The United Methodist Church has always been a “big tent” branch of Protestant Christianity. 2016 presidential candidate Hillary Clinton and former Attorney General Jeff Sessions both belong to the denomination. However, through many political disagreements, from LGBTQ+ rights to the topic of abortion, this big tent could not be maintained forever. The collapse of this carefully cultivated coalition of conservatives and progressives across the world fell apart over the ordination and inclusion of LGBTQ+ people in the ministry of the United Methodist Church.

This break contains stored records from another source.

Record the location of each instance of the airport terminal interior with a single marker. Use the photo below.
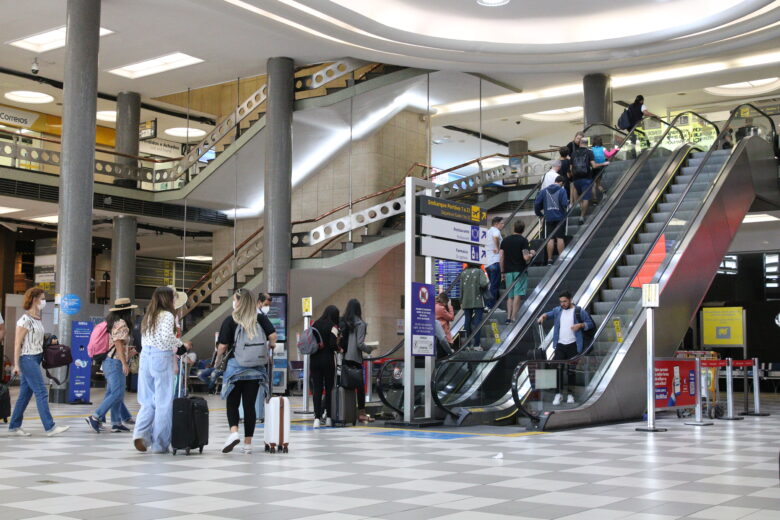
(346, 259)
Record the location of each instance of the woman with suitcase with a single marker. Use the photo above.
(244, 329)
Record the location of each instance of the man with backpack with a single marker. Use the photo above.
(551, 203)
(573, 331)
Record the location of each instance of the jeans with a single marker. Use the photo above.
(31, 383)
(473, 316)
(155, 395)
(494, 277)
(115, 391)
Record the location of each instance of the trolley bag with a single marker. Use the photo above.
(276, 428)
(190, 427)
(343, 407)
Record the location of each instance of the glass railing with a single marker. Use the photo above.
(536, 381)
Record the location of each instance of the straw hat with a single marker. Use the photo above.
(122, 304)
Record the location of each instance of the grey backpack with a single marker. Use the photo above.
(250, 352)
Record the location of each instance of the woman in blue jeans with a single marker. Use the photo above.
(28, 354)
(115, 368)
(155, 374)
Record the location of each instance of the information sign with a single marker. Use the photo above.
(448, 250)
(453, 230)
(423, 320)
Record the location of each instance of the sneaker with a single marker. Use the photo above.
(93, 423)
(57, 430)
(231, 442)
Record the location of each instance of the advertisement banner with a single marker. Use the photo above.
(675, 383)
(81, 367)
(423, 320)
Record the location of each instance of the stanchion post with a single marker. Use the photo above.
(698, 419)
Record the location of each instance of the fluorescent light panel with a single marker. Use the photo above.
(47, 40)
(175, 60)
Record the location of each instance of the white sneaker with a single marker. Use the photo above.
(57, 430)
(231, 442)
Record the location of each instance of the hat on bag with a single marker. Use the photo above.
(122, 304)
(179, 298)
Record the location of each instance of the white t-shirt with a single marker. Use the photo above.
(566, 335)
(493, 257)
(549, 178)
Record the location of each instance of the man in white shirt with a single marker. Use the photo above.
(550, 176)
(493, 260)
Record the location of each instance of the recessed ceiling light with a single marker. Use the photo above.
(106, 115)
(28, 96)
(4, 210)
(185, 132)
(48, 40)
(165, 63)
(51, 219)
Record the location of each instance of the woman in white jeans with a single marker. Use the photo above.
(155, 375)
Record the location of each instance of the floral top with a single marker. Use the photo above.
(162, 336)
(32, 343)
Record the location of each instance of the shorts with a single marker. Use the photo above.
(583, 190)
(522, 286)
(550, 232)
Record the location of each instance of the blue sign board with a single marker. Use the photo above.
(70, 304)
(423, 320)
(81, 367)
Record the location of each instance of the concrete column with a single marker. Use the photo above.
(277, 245)
(74, 237)
(598, 99)
(128, 116)
(123, 257)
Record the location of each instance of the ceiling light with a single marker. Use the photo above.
(165, 63)
(51, 219)
(48, 40)
(195, 258)
(185, 132)
(28, 96)
(107, 115)
(745, 88)
(758, 217)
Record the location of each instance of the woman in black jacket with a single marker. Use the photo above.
(323, 365)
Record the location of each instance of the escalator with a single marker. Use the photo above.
(679, 244)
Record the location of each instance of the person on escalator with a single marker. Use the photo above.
(551, 203)
(473, 282)
(569, 323)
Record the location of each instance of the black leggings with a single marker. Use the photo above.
(245, 391)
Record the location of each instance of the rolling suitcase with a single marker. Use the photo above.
(190, 428)
(276, 428)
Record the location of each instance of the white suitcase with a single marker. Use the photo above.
(276, 430)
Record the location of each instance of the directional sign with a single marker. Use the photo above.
(453, 230)
(449, 250)
(450, 210)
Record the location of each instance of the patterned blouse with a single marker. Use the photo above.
(32, 343)
(162, 336)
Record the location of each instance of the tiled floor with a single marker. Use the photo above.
(726, 471)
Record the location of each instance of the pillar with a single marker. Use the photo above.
(128, 117)
(74, 236)
(277, 237)
(123, 257)
(597, 104)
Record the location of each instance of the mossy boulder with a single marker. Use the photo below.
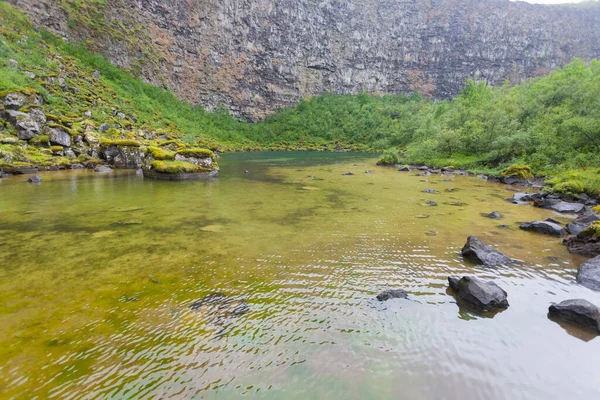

Tuesday, February 26 was the final day of the United Methodist Church’s 2019 General Conference in St. Louis, Missouri. This general conference was extremely tumultuous, occurring after delegates kicked the can down the road at General Conference several years ago. In the 2016 GC, delegates voted to create the “Commission on the Way Forward”, which was intended to present a solution to the divide over LGBTQ+ issues within the United Methodist Church at the 2019 GC. The commission produced a plan, called the One Church Plan, that essentially allowed each district to make their own decisions regarding their ordination of LGBTQ+ clergy and marriage of LGBTQ+ persons. This plan was not ideal for conservative forces in the church, who oppose any ordination or inclusion of LGBTQ+ persons, or for progressive forces, who support completely removing any anti-homosexuality language from the United Methodist Book of Discipline.

Once voting began on Monday, it seemed that the One Church Plan was doomed. Progressives largely supported the One Church Plan, while conservatives generally voted against it. Progressives also forced a vote on the Simple Plan, which would achieve their goal of eradicating any anti-LGBTQ+ language from the Book of Discipline. That too was unsuccessful. The Traditional Plan ended up prevailing, which enforces current Book of Discipline language and imposes stricter punishment on clergy who violate the Book of Discipline’s language.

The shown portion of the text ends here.